Mainstream Judaism totally rejects any doctrine of an incarnation of God and absolutely rejects any concept of an incarnation of God in any form. However, some Hasidim believe in a somewhat similar concept. Menachem Mendel Schneerson, a prominent Hasidic leader, said that the Rebbe is God's essence itself put into the body of a tzadik.

Druze faith

Hamza ibn Ali ibn Ahmad is considered the founder of the Druze faith and the primary author of the Druze manuscripts, he proclaimed that God had become human and taken the form of man, al-Hakim bi-Amr Allah. al-Hakim bi-Amr Allah is an important figure in the Druze faith whose eponymous founder ad-Darazi proclaimed him as the incarnation of God in 1018.

Baháʼí Faith

In the Baháʼí Faith, God is not seen to be incarnated into this world and is not seen to be part of creation as he cannot be divided and does not descend to the condition of his creatures. The Manifestations of God are also not seen as an incarnation of God, but are instead understood to be like a perfect mirror reflecting the attributes of God onto this material world.

Buddhism

Buddhism is a nontheistic religion: it denies the concept of a creator deity or any incarnation of a creator deity. However, Buddhism does teach the rebirth doctrine and asserts that living beings are reborn, endlessly, reincarnating as devas (gods), demi-gods, human beings, animals, hungry ghosts or hellish beings, in a cycle of samsara that stops only for those who reach nirvana (nibbana).

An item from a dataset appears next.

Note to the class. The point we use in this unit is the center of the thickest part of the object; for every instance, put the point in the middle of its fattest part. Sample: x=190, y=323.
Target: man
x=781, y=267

In Tibetan Buddhism, an enlightened spiritual teacher (lama) is believed to reincarnate, and is called a tulku. According to Tulku Thond, there are three main types of tulkus.  They are the emanations of buddhas, the manifestations of highly accomplished adepts, and rebirths of highly virtuous teachers or spiritual friends.  There are also authentic secondary types as well which include unrecognized tulkus, blessed tulkus, and tulkus fallen from the path.

Hinduism

In Hinduism, incarnation refers to its rebirth doctrine, and in its theistic traditions to avatar. Avatar literally means "descent, alight, to make one's appearance", and refers to the embodiment of the essence of a superhuman being or a deity in another form. The word also implies "to overcome, to remove, to bring down, to cross something". In Hindu traditions, the "crossing or coming down" is symbolism, states Daniel Bassuk, of the divine descent from "eternity into the temporal realm, from unconditioned to the conditioned, from infinitude to finitude". An avatar, states Justin Edwards Abbott, is a saguna (with form, attributes) embodiment of the nirguna Brahman or Atman (soul).

Neither the Vedas nor the Principal Upanishads ever mentions the word avatar as a noun. The verb roots and form, such as avatarana, do appear in ancient post-Vedic Hindu texts, but as "action of descending", but not as an incarnated person (avatara). The related verb avatarana is, states Paul Hacker, used with double meaning, one as action of the divine descending, another as "laying down the burden of man" suffering from the forces of evil.

The term is most commonly found in the context of the Hindu god Vishnu. The earliest mention of Vishnu manifested in a human form to empower the good and fight against evil, uses other terms such as the word sambhavāmi in verse 4.6 and the word tanu in verse 9.11 of the Bhagavad Gita, as well as other words such as akriti and rupa elsewhere. It is in medieval era texts, those composed after the sixth century CE, that the noun version of avatar appears, where it means embodiment of a deity. The incarnation idea proliferates thereafter, in the Puranic stories for many deities, and with ideas such as ansha-avatar or partial embodiments.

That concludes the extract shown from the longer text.